As I marked the head is a little bit uneven (?). If you were aiming to copy mlp style it probably should look more like that if you asked me.
Linearts are all shaky. I'm not sure what tool you use or if it's just your hand but still. They are not as smooth as they probably should be.

Then there are the mistakes I marked with numbers.
No.1s are blank spots. When you were using selection tool you missed those bits leaving white spots there. They are merely visible On a smaller version but I spotted them when I zoomed in.

No.2 is a dint in the feather. I drew oer it but the feather is actually dinted in. I assume it should be a part of the unsmoothened lineart but still. Try to avoid such uneaven shapes.

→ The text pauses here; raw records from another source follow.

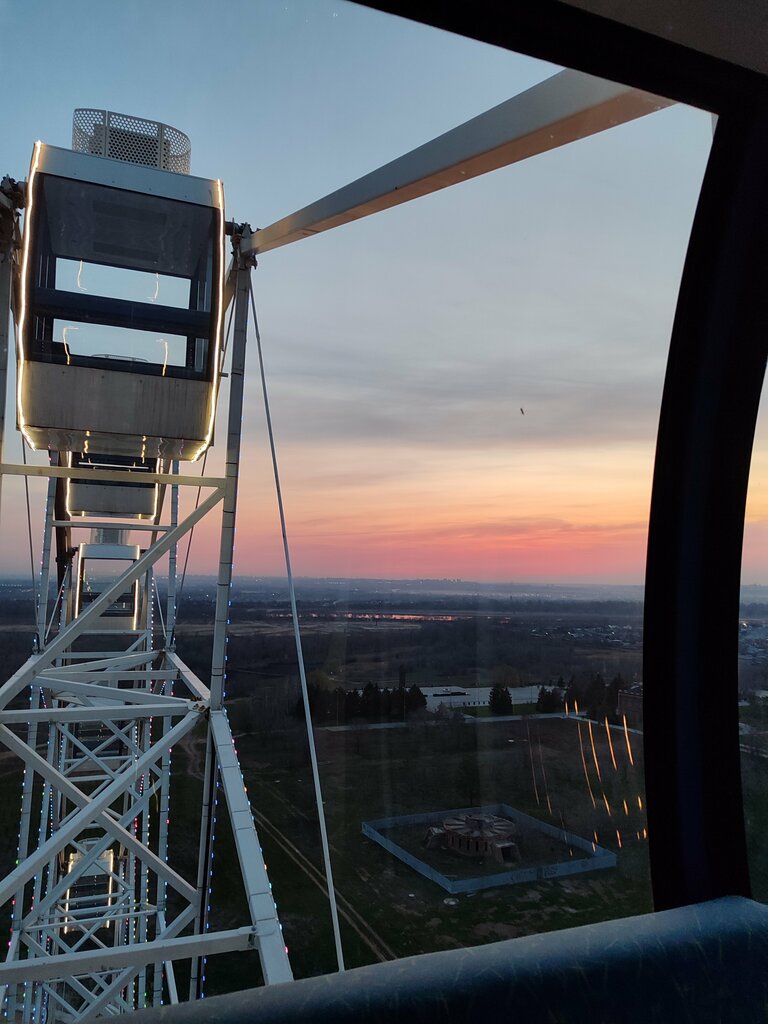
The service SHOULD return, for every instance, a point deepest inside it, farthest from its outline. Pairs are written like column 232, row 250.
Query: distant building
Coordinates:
column 631, row 706
column 474, row 696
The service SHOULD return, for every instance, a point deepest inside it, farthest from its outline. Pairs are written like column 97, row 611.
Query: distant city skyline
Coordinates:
column 464, row 386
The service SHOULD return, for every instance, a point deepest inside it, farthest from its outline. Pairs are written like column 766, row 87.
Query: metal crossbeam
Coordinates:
column 562, row 109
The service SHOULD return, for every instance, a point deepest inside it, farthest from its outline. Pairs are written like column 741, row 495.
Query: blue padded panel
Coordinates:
column 696, row 965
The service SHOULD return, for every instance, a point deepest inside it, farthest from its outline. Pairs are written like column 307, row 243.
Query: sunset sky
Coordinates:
column 467, row 385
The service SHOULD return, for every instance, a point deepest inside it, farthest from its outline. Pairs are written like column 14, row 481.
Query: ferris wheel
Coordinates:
column 122, row 398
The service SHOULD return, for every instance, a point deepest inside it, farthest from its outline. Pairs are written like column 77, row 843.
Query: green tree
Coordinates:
column 501, row 701
column 467, row 780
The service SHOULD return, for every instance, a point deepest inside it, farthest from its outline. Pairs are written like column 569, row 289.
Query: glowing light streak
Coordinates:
column 594, row 754
column 25, row 287
column 584, row 764
column 544, row 773
column 65, row 332
column 532, row 768
column 219, row 323
column 610, row 743
column 627, row 737
column 162, row 341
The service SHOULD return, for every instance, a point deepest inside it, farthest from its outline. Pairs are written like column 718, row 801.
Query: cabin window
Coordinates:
column 122, row 280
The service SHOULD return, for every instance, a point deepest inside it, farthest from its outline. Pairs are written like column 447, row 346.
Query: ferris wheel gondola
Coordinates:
column 111, row 367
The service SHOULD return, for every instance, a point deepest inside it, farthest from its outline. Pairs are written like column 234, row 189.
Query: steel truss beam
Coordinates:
column 93, row 932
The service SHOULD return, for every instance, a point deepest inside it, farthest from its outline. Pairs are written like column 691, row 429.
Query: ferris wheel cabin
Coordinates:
column 121, row 295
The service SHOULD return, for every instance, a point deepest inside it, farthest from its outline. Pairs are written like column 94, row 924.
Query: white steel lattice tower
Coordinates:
column 120, row 390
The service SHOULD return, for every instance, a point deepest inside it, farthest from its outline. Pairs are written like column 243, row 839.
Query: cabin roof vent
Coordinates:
column 134, row 140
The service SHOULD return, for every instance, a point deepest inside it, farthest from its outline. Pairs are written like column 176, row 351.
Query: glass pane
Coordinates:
column 753, row 662
column 468, row 436
column 114, row 283
column 124, row 228
column 97, row 341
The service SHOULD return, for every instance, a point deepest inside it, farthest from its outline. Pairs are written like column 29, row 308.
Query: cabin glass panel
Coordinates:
column 122, row 280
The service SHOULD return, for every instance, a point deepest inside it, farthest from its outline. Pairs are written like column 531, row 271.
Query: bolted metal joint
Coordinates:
column 13, row 190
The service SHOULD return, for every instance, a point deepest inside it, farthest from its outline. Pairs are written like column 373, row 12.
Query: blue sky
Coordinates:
column 400, row 349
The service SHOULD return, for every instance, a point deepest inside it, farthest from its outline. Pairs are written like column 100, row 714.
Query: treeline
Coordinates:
column 372, row 704
column 594, row 695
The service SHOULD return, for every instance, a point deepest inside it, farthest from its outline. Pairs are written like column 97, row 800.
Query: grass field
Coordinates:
column 368, row 774
column 387, row 909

That feather is nearly a rectangle.

No3 is what I would call a broken lineart. Those breaks happened when your hand slid  to the side and got left. It makes the lineart look... not neat. Try ereasing them and drawing over and over again untill lineart looks as neat as it's heavenly possible.

What else I am goigng to add is how stiff the mane is. It looks as stiff as a braid or even further so as long as it isn't formed that way (judging by the coloring of the mane which indicates that he hair is rolled up and the mane is actually really really long) it means you might want to work on the fluidity of the hair.

Quick little side note. I know you tried to imitate mlp style on this piece but the thickness of the lineart is a little too small for that. You might want to experiment with that a little bit more. 
Personally I would avoid coloring the lienarts in many diffrent colors as well. I'm not sure if you do that on your other works but bare I'm mind it's not always possible to pull off. 

Personally judging by this single piece I believe you need a little more time. Draw frequently to get used to it. You still need a little more experience.


----------



## robinbirdie17 (Nov 15, 2016)

#1) I honestly didn't notice that. Thank you.

#2) Boy, you are really focusing on the lineart, aren't you? I just got the tablet this year and I haven't had much time to practice with it, so of course the lineart is shaky for right now.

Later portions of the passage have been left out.